Huch, das ist definitiv neu! Erntge kann nicht mehr sprechen. Echt. Hat ihre Stimme verloren, irgendwo letztens zwischen Dampfer und Theater. „Bisschen heiser”, versucht sie erklärend in alle Richtungen, weil’s aber so extrem leise krächzt und nur kurz scheppert, starren die meisten Menschen irritiert und wissen auch nicht so recht.
Das verheerende Ausmaß wird Erntge richtig vorm Berliner Ensemble bewusst: da hat doch nach der Vorstellung irgendein Idiot Erntges Fahrrad so fies zugeparkt, dasses kein Entkommen mehr gibt. Diskussion mit solchem Unhold kann Erntge vergessen, ohne Stimme wird das lächerlich. Aber jetzt Stunden warten auf den Grobian? Nein nein, Erntge erhofft sich Unterstützung von zwei anderen fahrradfahrenden Theaterfreundinnen an der Ecke. Und will die um Hilfe bitten. „Fiep zischel, knarz?”, fragt’s und erhält keine Reaktion. „Hauch? Ha- auch!” – Gut, die Theaterfreundinnen haben Erntge endlich entdeckt und geben sich Mühe mit Verstehen. So gemein ist’s, Erntge weiß schließlich genau was tun! Die eine muss da heben und die andere da ziehen und genau in dem Moment kriegt Erntge da ihr Fahrrad rausgezwirbelt, sieht man doch! Dass die Damen verbal angeleitet werden wollen und Erntge mit großen Augen gleichzeitig mitleidig und irgendwie angewidert angucken, regt Erntge ein bisschen auf. Nerv! Frustration! Keinen polytechnischen Unterricht gehabt, oder was! Raun.

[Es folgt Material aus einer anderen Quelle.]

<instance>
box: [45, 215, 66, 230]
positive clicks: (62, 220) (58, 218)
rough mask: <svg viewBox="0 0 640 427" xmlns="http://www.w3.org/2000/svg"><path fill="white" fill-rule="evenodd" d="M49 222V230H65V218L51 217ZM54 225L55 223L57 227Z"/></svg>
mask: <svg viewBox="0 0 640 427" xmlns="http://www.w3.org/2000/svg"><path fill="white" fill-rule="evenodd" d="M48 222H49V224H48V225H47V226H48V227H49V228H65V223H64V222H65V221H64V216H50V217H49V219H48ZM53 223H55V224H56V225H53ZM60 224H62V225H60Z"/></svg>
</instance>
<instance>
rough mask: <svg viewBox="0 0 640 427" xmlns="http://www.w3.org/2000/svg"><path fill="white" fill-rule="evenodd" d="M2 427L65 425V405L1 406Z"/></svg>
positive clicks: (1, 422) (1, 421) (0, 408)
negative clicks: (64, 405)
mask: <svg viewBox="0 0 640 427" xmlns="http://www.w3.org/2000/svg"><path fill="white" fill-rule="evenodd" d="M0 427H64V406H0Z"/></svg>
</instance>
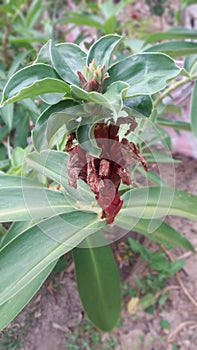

Am Frühstückstisch geht das Trauerspiel weiter. Erntge denkt tausend Dinge und kriegt keins davon kommuniziert. Die WG zeigt sich solidarisch und so wird morgens einfach ma geschwiegen. Auch praktisch: Leute ohne Stimme dürfen in unserer WG einen kostenlosen Übersetzerdienst in Anspruch nehmen. Erntges Hand- und Kopfzeichen werden interpretiert und in die Ohrmuschel weitergegeben. Sehr gut! Trotzdem freut sich Erntge darauf, dass hoffentlich bald alles wieder sei wie vorher. Bis dahin Kommunikation bitte schriftlich.